Multilingual Big Data and Terminology

2455

big-data-content-organization-discovery-and-management-1-638

Once upon a time some translators had one or more cardboard boxes where handwritten and alphabetically ordered terms ─ including their definitions, sources, synonyms and etymology ─ were kept on cards of different colour. Some colleagues kept them in their notebooks we also used to use as phone directories.

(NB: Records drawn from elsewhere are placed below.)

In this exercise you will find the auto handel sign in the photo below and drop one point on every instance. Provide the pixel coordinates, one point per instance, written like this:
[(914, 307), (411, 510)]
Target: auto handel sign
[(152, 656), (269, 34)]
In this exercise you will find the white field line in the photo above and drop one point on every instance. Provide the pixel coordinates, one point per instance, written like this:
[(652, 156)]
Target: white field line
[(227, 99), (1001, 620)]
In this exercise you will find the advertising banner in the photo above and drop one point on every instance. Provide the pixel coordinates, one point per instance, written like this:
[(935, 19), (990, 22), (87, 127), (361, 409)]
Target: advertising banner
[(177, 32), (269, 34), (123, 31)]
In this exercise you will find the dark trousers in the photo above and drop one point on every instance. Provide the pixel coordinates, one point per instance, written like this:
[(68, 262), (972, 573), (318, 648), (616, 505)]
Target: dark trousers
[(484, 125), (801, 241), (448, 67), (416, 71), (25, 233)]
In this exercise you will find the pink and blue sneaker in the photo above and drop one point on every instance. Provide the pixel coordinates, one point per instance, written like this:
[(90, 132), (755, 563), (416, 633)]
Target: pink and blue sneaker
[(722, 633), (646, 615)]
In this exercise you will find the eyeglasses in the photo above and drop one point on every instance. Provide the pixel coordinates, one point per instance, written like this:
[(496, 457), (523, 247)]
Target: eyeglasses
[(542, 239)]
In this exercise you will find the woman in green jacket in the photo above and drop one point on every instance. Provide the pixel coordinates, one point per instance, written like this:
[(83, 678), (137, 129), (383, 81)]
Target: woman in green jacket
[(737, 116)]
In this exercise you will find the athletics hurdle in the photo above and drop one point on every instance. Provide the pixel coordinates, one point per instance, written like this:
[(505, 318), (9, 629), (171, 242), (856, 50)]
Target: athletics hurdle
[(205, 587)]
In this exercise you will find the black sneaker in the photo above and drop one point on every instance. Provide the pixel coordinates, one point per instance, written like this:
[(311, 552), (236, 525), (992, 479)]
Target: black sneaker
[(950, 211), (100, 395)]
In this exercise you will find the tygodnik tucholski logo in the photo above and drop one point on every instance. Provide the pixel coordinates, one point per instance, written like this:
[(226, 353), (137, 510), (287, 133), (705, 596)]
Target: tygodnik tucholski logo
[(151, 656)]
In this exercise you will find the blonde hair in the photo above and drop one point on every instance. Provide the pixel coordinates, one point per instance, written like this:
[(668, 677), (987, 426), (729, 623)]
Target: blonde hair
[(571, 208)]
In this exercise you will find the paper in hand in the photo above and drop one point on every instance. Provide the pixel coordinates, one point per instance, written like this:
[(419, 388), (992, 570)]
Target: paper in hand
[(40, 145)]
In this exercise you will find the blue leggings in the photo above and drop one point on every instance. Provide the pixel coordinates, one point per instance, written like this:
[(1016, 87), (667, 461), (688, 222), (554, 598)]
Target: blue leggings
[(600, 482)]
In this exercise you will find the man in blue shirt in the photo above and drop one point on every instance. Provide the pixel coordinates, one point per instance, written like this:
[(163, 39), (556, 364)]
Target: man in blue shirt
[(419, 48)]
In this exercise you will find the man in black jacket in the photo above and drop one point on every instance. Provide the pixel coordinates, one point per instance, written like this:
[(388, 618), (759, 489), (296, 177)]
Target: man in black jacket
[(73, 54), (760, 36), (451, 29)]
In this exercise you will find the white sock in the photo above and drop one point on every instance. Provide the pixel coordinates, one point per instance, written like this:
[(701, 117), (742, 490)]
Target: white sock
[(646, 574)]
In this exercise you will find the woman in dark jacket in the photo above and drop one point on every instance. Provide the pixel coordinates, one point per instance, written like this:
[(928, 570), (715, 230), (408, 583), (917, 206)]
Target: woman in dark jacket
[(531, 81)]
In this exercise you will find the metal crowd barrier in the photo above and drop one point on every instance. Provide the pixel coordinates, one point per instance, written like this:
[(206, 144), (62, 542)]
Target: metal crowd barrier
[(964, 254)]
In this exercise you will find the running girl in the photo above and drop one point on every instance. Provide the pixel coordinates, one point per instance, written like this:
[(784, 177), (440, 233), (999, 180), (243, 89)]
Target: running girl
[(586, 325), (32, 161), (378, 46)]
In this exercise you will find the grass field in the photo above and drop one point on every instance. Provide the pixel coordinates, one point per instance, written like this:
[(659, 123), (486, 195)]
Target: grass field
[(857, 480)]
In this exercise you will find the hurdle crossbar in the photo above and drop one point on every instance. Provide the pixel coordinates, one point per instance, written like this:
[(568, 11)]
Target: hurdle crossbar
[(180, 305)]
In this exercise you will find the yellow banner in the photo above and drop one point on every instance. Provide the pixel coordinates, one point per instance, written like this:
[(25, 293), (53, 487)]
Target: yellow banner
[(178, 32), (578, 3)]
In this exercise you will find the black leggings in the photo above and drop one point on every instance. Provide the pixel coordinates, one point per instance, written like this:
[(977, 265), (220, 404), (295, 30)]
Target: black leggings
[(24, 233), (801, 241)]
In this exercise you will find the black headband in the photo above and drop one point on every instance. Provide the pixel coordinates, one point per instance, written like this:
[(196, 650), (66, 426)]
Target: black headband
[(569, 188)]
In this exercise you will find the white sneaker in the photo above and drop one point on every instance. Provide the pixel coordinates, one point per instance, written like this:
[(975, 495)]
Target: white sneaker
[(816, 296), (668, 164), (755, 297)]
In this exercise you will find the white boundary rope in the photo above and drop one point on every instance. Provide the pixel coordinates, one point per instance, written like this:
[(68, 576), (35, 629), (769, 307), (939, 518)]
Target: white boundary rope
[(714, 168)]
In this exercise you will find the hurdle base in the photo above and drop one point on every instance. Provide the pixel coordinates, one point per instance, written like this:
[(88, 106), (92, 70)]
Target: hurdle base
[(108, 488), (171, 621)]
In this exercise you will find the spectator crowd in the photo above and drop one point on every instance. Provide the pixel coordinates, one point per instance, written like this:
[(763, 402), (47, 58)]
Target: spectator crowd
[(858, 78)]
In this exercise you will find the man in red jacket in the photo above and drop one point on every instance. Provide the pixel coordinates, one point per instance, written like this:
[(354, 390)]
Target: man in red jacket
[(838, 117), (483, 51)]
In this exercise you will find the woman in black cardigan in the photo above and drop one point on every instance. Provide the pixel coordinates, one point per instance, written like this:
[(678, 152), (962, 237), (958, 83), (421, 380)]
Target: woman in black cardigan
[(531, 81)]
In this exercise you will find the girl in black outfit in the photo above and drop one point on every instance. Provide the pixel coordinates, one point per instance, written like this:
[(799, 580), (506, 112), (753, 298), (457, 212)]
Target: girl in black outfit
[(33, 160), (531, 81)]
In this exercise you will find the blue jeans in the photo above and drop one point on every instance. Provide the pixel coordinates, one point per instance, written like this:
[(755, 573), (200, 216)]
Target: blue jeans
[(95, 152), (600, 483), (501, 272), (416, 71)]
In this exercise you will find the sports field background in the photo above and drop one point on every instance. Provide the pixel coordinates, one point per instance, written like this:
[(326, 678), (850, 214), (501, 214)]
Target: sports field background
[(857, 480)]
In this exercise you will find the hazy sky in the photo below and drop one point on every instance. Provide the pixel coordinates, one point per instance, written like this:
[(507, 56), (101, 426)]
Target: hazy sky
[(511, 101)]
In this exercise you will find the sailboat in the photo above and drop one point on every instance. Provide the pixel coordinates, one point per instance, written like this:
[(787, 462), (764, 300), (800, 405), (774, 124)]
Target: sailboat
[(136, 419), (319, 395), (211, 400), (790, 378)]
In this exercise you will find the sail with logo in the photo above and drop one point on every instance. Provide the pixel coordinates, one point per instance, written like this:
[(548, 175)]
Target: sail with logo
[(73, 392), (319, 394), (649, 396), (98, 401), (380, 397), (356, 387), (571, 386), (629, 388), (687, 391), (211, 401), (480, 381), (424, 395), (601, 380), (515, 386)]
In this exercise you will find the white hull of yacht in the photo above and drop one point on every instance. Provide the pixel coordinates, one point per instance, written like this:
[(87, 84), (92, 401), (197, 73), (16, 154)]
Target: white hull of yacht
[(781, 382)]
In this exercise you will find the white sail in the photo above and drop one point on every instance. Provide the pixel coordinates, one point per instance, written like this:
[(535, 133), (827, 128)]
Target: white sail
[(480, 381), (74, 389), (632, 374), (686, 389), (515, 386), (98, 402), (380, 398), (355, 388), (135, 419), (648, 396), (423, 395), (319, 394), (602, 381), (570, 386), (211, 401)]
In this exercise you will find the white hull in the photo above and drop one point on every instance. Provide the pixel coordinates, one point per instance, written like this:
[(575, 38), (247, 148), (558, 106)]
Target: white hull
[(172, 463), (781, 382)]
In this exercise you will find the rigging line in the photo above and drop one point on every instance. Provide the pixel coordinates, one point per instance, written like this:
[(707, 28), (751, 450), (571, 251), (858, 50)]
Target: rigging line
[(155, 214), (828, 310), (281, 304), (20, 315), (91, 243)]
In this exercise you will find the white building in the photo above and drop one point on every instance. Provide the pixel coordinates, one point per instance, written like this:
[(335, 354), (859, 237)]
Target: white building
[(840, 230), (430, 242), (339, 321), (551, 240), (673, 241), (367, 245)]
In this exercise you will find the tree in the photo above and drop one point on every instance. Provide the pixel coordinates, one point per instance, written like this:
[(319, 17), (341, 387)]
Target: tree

Everyone was very proud of their findings, which were their personal resources; their precious properties. This attitude survived also during the first years of the technologisation of terminology tools. Strict copyright restrictions applied when organisations or companies internally shared their glossaries. Still at the beginning of this century, when the European Institutions fused their separate databases (Eurodicautom, Euterpe a.o.) in the common term base IATE, each Institution kept the ownership of their entries although the database served one and the same purpose: the terminological consistency of the translations of the EU’s multilingual legislation. Logically, this created consolidation problems, which could be solved only after many attempts and thanks to an enhanced cooperation between the Institutions co-managing this interactive database.

Gradually, the globalisation and the worldwide multilingual communication created the need for faster and more standardised translation services with lower costs and high quality. On the one hand, the consistency of legislative or technical translations became one of the requisites of international cooperation and commerce. On the other hand, the revolution and constant evolution of the web brought us into the era of a very open knowledge sharing.Terms are not an invention; terminology work is just the attempt to find the right choice in a given conjuncture and in a specific field to describe a concept. It makes part of the evolution and use of the language as a means of communication and cannot be anybody’s property.

 

IT technologies also provided translation experts with a number of tools that ease multilingual communication. There are two main trends that “revolutionised” the translation industry, i.e. the development and use of computer-assisted technologies and the gradual development of machine translation software. Both technologies involve the use of two kinds of repositories: translation memories and terminology databases.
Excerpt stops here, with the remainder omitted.